Am späten Nachmittag ging ich mal wieder an Deck und mein Container war weg.
Ich in die Kabine gestürmt, den Helm auf - war Vorschrift - und wieder an Deck.
Da rief mir schon einer zu, daß mein Container gerade verladen werde. Ich bat
um die Erlaubnis, zuschauen zu dürfen. Kein Problem, ich solle auf die Steuerbordseite
gehen. Ich hin. Die Ladeluke war offen und leer, ein blauer Clipper-Container
wurde gerade hinuntergelassen. Schnell nach der Nummer geschaut, Endung 1937
- stimmte, war meiner. Es ging ganz schön weit runter. Links neben mir ein fluchender
und fuchtelnder Neger, rechts von mir der Chief Officer im Drillichzeug, das
war ein Blaumann mit der Aufschrift "Dockship". Im Kran saß ein Neger, einer
hing daneben. Dieser und der eine neben mir brüllten sich irgendwas unverständliches
zu, natürlich nicht abwechselnd. Im Laderaum stand nur mein Container - um den
ging es gerade - ganz alleine und wurde hin- und hergeräumt.
Der Daimler im Container im Laderaum. |
Beide brüllten, dann wurde der Container vorne abgesetzt, dann brüllten sie
wieder und der Container kommt wieder hinter und jedes mal schlug die Kiste
irgendwo an. Der Chief Officer regte sich über den idiotischen "Operator" auf
- und ich auch, weil der es auf keinem Auge blickt und nahm die Sache selbst
in die Hand indem er den Igenieur in den anderen Kran beorderte und selbst die
Anweisungen gab.

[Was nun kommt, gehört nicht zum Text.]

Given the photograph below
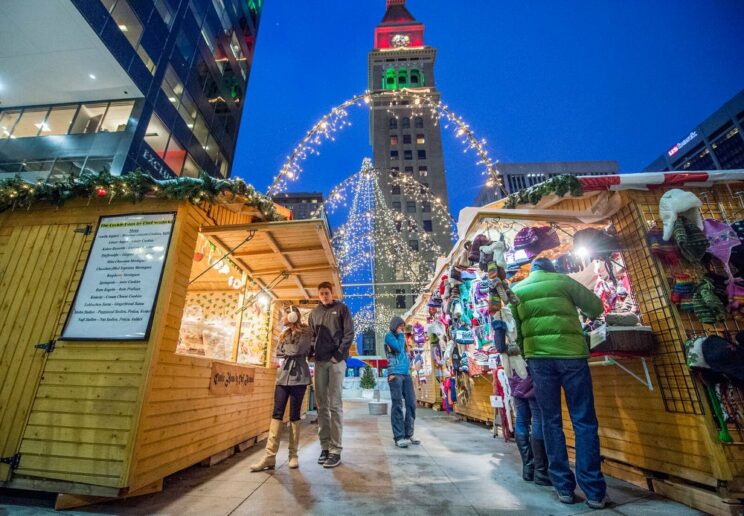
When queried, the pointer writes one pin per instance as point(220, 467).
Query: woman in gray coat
point(292, 379)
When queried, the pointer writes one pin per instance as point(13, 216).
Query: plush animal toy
point(677, 203)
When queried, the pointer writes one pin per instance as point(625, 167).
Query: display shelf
point(610, 360)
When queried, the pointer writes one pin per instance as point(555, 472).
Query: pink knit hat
point(722, 239)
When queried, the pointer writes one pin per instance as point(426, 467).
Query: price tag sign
point(121, 280)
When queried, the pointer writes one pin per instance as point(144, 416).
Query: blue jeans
point(401, 391)
point(548, 376)
point(528, 411)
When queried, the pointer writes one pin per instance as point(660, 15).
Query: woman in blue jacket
point(401, 385)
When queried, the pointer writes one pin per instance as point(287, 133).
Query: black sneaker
point(334, 459)
point(323, 457)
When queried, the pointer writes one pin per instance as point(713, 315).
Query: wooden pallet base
point(701, 499)
point(72, 501)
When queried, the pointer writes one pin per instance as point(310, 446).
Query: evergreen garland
point(134, 186)
point(559, 185)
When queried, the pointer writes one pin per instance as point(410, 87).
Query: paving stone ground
point(458, 469)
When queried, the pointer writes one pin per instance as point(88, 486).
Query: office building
point(304, 205)
point(517, 176)
point(717, 143)
point(405, 140)
point(92, 85)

Plötzlich stand der Container da, wo er laut Plan hingehörte.
Sah nicht sehr schwierig aus. Als dieser eine Container endlich stand, gingen
die Neger, die an Deck standen. Sie wollten Feierabend machen. Der Chief Officer
sah ihn äußerst verständnislos an: "Und der Rest?" -"Demmand, tomorro!" -"Was?
Tomorrow I'll kick your asses! An die Arbeit!" Es ging also weiter. Ich blieb
noch eine Weile und sah zu, wie Container auf Container an Bord gehievt wurde
und sich der Laderaum langsam füllte.
Als es dunkel war und mein Container unter einer Menge
anderer begraben war, ging ich zurück. Um 18:00 Uhr war Abendessen. Der Koch,
"J.B." (Tschäi-Bih), wie ihn alle nannten, hatte herausgefunden, daß Almut Pflanzenfresserin
ist und fortan bekam sie immer einen vegetarischen Extrateller. Kann es einen
besseren Service geben? Was noch ein Vorteil war: Wir durfte auf dem Schiff
alles machen, alles anschauen, es hätte bestimmt auch niemand etwas gesagt,
wenn jemand von uns angefangen hätte, auf der Reling Balance-Übungen abzuhalten.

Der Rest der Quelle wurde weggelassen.